Multiple studies have highlighted the potential importance of cardiovascular disease and HF for cancer development, providing evidence for accelerated growth of colon, breast, and lung cancers in mice, which was shown to be mediated by circulating proteins or immune system alterations and was consistent with increasing risks of cancer incidence in HF patients [4-6]. In the current study, HF did not accelerate renal cancer progression, which was demonstrated by the comparable emitted bioluminescent signal, tumor weight, kidney volume, and the absence of distant metastases.

Our study, together with previous evidence, suggests that the effects of HF on tumor growth are not generic, and likely the underlying mechanisms might be specific for HF subforms, cancer types, and/or experimental models. In our previous study, we evaluated factors of the cardiac secretome, in which some had mitogenic effects on colon tumor cell lines [4]. In line, the identified elevated HF-specific secreted proteins, including ceruloplasmin, Serpin A1 and A3, had no effects on the proliferation of Renca cells in vitro (data not shown) [4]. Additionally, it is noteworthy that although both MI and TAC accelerated breast cancer growth, the altered immune reprogramming triggered by MI with further anti-immune response of tumor cells was not observed in TAC [5, 6]. This underscores that the pathophysiological mechanisms will likely vary according to HF etiology.

It is also important to consider that mouse models are substitutes for human cancer. Interestingly, Schwartz et al. [8] reported that the incident rate of various cancer types, including renal cancer, raised in HF patients compared to control subjects from the general population, but these risks were mainly driven by the presence of comorbidities such as ischemic heart disease, diabetes, chronic obstructive pulmonary disease, and chronic kidney disease. Typically, in rodent animal studies, the animals are young and free of co-morbid conditions. This fact may partly explain that the association between HF and renal cancer observed in clinical studies cannot be translated in an animal study, on top of species differences. In consequence, effects of comorbidities on triggering cross-disease communication should be taken into consideration in future studies.

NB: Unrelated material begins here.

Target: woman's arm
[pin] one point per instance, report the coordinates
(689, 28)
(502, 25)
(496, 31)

In summary, we demonstrate that MI-induced HF is not associated with accelerated tumor growth in an orthotopic renal cancer model. The effects of HF on cancer growth might be specific for cancer types and/or experimental models, and we caution against generalizations with regards to the described interaction between HF and tumor growth.

DECLARATIONS

ETHICS APPROVAL AND CONSENT TO PARTICIPATE

The experimental protocol was approved by the Animal Ethical Committee of University of Groningen (IvD number: 198647-01-001) and was conducted according to the Guide for the Care and Use of Laboratory Animals published by the US National Institutes of Health.

CONFLICT OF INTEREST

The University Medical Center Groningen (UMCG), which employs the authors, has received research grants and/or fees from AstraZeneca, Abbott, Bristol-Myers Squibb, Novartis, Novo Nordisk, and Roche. Dr. de Boer received speaker fees from Abbott, AstraZeneca, Bayer, Novartis, and Roche.

AUTHORS' CONTRIBUTIONS

RdB and HS designed and supervised this project. CS and ES conducted most animal experiments with the help from JA, SdW and VB. CS and WM performed the data analysis. CS wrote the manuscript which was revised and proved by all authors.